Em termos estratégicos, a principal deficiência da Declaração foi não fixar o princípio de que o combate a fome na região e a promoção da segurança alimentar podem ser um vetor de recuperação e preservação sustentável da região Amazônica. É claro que apenas isso não vai dar conta de conservar toda a Floresta, mas o desenvolvimento deste nexo é importante para que os países amazônicos possam barganhar por acordos internacionais que melhorem a capacidade de execução de políticas públicas, como as compras locais para a alimentação escolar, o PAA, o PPGM-BIO, entre outros que estimulem a conservação e a recuperação da biodiversidade. Mais do que isso, sabemos que a alimentação adequada é fundamental para uma boa saúde, para melhorar a capacidade de aprendizagem das crianças e para aumentar a produtividade dos adultos. Sem questionarmos que o DHAA é um direito categórico e inscrito em nossa Constituição, é oportuno reforçar que desenvolvimento das condições para a fruição da cidadania trará consigo auxílio fundamental para a conservação da Amazônia – e a superação de todas as formas de fome é parte inescapável deste processo.
Lembremos de Josué de Castro que, mesmo exilado em Paris, participou da Conferência de 1972 de Estocolmo com o trabalho “Subdesenvolvimento: Causa Primeira da Poluição”. Nele, criticou a proposta de congelamento do crescimento econômico e do desenvolvimento produtivo das regiões periféricas como solução para o problema do meio ambiente. Castro defendeu o tratamento holístico da questão ecológica, ou seja, sem a separação ontológica entre humanos e natureza. Argumentou que o Meio, na verdade, era composto também por estruturas materiais e mentais, em constante alteração pela inerente interação entre elas. Concluiu, por isso, que a destruição ecológica nos países desenvolvidos e a crescente devastação nos países subdesenvolvidos eram derivados de processos sociais comuns: capitalismo, colonialismo e neocolonialismo. Para se combater a poluição, portanto, era necessário superar o subdesenvolvimento. Ou seja, enquanto houver famintos na Amazônia, a sua preservação não estará garantida. É neste sentido que a promoção do SSAN e do DHAA podem ser tomados como eixos de múltiplas dimensões – produtiva, fundiária, científica, tecnológica, comercial, cultural, entre outras – que, holisticamente, contribuição para o reequilíbrio ecológico do planeta.
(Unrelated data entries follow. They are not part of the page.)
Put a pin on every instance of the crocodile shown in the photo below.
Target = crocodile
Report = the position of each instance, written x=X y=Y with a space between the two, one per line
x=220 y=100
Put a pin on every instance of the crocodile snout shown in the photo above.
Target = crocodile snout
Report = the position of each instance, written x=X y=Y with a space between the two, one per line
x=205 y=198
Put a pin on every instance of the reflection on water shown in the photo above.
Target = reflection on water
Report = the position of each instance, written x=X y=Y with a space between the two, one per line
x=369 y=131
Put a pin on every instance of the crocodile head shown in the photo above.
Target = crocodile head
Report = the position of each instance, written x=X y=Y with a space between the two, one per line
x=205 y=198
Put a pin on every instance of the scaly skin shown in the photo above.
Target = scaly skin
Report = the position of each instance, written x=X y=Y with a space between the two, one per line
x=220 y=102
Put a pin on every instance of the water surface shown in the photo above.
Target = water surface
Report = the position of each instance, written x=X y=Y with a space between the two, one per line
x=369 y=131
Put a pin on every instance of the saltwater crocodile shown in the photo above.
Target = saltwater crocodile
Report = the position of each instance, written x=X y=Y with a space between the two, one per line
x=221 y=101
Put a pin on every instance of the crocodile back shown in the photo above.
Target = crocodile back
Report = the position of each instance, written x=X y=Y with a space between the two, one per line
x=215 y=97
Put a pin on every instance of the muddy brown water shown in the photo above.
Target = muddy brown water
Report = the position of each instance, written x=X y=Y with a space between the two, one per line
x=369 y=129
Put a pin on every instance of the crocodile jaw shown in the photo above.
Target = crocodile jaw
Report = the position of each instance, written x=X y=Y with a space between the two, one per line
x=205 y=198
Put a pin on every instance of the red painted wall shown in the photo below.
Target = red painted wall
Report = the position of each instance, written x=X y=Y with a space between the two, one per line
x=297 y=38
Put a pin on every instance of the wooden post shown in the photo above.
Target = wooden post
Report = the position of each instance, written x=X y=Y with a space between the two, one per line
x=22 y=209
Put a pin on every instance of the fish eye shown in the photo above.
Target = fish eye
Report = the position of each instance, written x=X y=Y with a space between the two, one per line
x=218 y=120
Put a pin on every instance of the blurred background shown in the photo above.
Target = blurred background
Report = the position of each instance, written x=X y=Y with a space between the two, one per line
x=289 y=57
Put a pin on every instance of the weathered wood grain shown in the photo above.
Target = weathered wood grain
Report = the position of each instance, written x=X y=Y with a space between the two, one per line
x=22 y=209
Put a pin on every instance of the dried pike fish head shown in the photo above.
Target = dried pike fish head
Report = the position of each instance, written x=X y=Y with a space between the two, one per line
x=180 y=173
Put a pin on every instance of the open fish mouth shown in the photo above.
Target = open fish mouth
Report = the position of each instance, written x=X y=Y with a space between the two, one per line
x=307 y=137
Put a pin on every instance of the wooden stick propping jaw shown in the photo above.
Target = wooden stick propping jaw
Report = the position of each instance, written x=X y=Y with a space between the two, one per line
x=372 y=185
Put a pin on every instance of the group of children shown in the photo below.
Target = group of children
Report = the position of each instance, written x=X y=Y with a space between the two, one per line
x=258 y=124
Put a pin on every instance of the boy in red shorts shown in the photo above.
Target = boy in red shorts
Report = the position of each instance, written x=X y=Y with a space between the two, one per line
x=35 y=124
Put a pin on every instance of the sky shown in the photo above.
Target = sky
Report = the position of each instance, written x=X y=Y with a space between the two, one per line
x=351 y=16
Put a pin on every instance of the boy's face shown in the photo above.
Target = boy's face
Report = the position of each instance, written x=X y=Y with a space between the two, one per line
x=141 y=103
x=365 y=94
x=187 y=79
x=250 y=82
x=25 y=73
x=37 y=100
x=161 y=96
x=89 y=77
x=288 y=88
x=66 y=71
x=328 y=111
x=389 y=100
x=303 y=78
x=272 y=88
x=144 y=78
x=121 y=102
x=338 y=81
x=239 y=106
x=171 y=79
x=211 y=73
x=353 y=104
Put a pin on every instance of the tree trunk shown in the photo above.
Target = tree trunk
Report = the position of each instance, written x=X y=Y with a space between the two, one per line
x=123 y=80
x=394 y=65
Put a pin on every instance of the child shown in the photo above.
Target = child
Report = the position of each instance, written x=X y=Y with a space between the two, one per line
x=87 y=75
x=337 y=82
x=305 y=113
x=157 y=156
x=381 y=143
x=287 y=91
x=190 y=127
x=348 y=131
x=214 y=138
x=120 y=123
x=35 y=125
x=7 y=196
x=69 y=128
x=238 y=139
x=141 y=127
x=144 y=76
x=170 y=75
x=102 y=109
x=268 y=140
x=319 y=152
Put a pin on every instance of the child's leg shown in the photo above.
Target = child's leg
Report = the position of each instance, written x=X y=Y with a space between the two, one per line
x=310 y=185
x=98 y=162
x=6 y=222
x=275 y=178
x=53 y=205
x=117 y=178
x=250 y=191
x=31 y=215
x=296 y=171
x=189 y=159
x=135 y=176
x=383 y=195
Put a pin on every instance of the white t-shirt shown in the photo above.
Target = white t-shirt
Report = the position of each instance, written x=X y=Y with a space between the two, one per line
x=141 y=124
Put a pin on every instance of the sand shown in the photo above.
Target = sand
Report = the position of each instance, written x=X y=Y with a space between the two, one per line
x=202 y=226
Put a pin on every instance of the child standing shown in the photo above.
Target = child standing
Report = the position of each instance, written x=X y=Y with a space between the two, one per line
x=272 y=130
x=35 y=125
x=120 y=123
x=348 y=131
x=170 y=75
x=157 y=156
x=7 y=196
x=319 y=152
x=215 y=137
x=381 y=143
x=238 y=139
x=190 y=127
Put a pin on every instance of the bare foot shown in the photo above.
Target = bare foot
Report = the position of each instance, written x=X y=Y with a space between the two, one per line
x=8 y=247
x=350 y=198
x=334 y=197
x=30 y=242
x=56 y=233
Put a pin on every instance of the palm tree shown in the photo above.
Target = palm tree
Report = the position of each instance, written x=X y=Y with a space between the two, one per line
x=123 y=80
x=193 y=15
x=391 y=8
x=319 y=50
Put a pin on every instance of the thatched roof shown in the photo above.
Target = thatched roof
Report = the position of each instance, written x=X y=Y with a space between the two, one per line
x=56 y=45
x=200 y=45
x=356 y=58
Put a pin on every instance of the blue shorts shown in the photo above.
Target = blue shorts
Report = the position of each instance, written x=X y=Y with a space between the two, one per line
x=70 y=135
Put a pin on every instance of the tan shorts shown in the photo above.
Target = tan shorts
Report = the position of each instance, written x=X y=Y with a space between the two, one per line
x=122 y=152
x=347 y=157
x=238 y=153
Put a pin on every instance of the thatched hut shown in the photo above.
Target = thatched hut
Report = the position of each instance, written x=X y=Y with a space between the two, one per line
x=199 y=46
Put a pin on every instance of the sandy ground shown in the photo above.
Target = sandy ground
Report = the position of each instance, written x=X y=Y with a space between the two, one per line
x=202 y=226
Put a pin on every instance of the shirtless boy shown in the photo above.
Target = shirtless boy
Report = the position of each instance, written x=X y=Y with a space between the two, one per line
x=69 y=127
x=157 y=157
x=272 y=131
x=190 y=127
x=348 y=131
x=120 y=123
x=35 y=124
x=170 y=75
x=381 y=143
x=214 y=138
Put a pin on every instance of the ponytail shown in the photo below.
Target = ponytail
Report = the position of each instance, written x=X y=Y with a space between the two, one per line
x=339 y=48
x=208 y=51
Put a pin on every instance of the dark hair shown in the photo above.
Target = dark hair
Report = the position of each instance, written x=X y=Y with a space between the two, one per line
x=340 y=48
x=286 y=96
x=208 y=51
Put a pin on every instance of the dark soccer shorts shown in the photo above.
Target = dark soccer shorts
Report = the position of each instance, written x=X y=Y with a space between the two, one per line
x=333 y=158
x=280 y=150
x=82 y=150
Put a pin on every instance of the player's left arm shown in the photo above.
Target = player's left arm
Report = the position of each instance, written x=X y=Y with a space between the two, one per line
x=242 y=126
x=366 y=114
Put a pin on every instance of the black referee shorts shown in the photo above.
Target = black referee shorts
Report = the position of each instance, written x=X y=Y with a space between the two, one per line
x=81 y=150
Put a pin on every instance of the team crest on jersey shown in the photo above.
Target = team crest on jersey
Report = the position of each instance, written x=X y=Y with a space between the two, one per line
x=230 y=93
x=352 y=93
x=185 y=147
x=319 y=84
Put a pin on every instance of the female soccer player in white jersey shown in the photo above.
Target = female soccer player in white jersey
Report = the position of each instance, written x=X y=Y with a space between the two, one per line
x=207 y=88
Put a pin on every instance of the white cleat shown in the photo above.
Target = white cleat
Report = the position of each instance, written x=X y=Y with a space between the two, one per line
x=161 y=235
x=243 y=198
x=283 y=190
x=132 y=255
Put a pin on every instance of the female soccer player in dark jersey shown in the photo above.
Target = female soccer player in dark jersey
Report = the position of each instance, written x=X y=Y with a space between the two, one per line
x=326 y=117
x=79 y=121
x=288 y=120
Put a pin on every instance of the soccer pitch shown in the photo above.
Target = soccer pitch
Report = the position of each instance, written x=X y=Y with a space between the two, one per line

Ironicamente, em setembro próximo fará 50 anos da morte de Josué de Castro no exílio, impedido pela ditadura que vigia no Brasil de voltar à sua pátria. E a Amazônia continua a padecer do mesmo mal do subdesenvolvimento, ainda que procurem dar outros nomes ao problema.
José Graziano da Silva é Diretor-Geral do Instituto Fome Zero e Thiago Lima é Professor de Relações Internacionais da UFPB e Coordenador de Alimentação e Relações Internacionais do IFZ.